Mon, August 11, 2:00 to 3:00pm, West Tower, Hyatt Regency Chicago, Floor: Ballroom Level/Gold, Regency A

Abstract

This article explores the role of fertility brokers in facilitating morally contested exchange within surrogacy markets targeting gay Chinese intended parents (IPs). This group of IPs uniquely rejects the prevalent altruistic moral framework in existing markets and views surrogacy as a purely economic transaction. Why do gay Chinese IPs reject the altruistic framework, despite the necessity for moral justification?

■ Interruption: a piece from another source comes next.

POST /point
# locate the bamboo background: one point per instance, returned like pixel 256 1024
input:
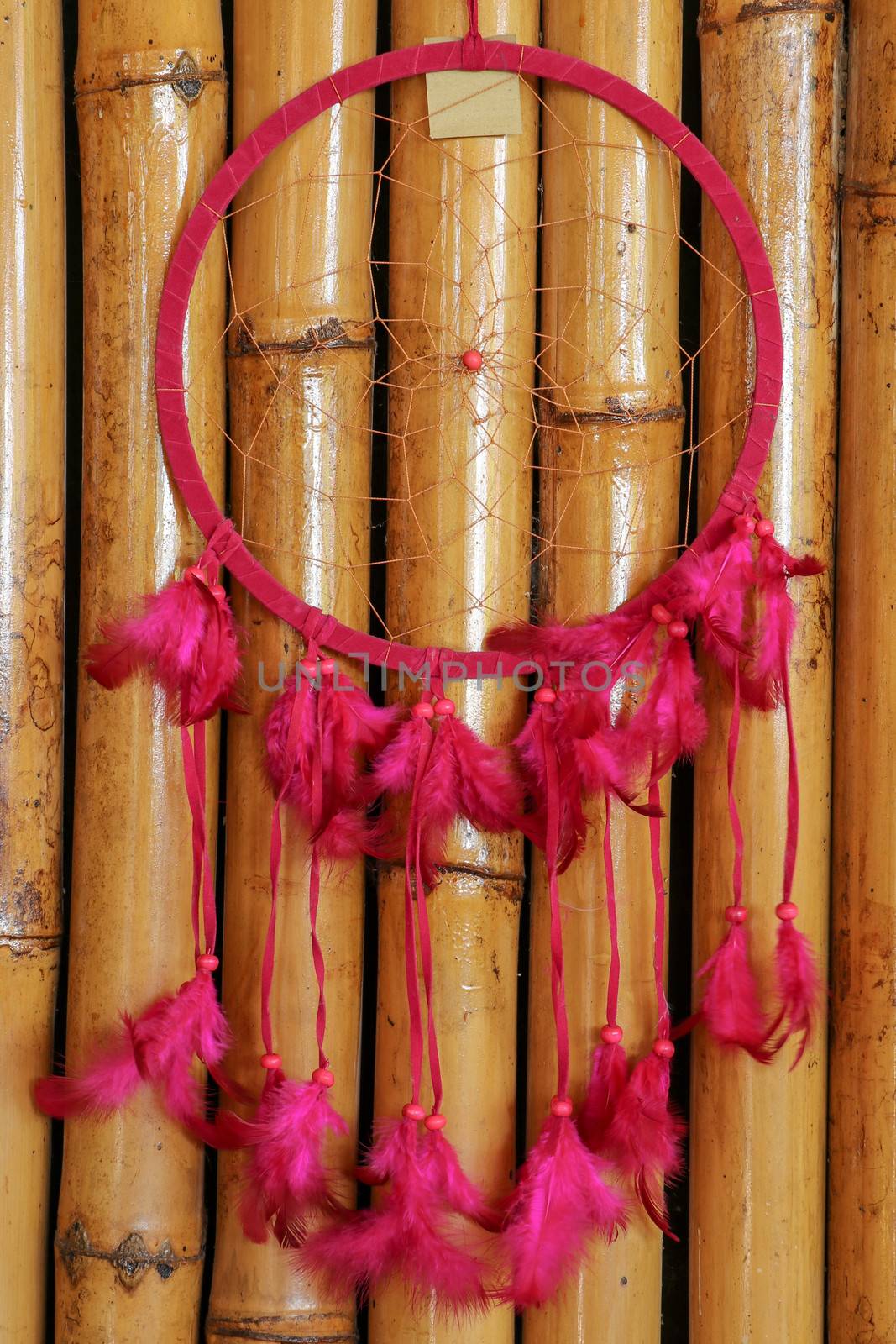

How does exchange in the surrogacy markets, both domestic and transnational, become possible when customers' cultural values contradict the public moral context in China and diverge from the prevailing moral understanding in existing global markets? Drawing on a two-month ethnography in a transnational fertility broker agency in China, and eight interviews with fertility brokers and gay Chinese IPs, I identify fertility brokers as cultural agents in facilitating transactions. Facing gay Chinese IPs, brokers follow IPs' economically rationalized logic, mobilizing gendered discourse to construct moral meaning and implementing institutional settings to address IPs' concerns about surrogates' moral conduct. Facing surrogates, brokers facilitate or simulate interactions between IPs and surrogates aligned with the moral frameworks specific to each local market. This paper emphasizes brokerage in facilitating morally contested exchanges, despite the divergent and even conflicting moral perceptions between buyers and sellers in commodification. By comparing markets for gay Chinese IPs in the US, Eastern Europe, and China, this paper further demonstrates how cultural brokerage is embedded in the power asymmetries between IPs and surrogates, and the broader socioeconomic contexts of different regional markets.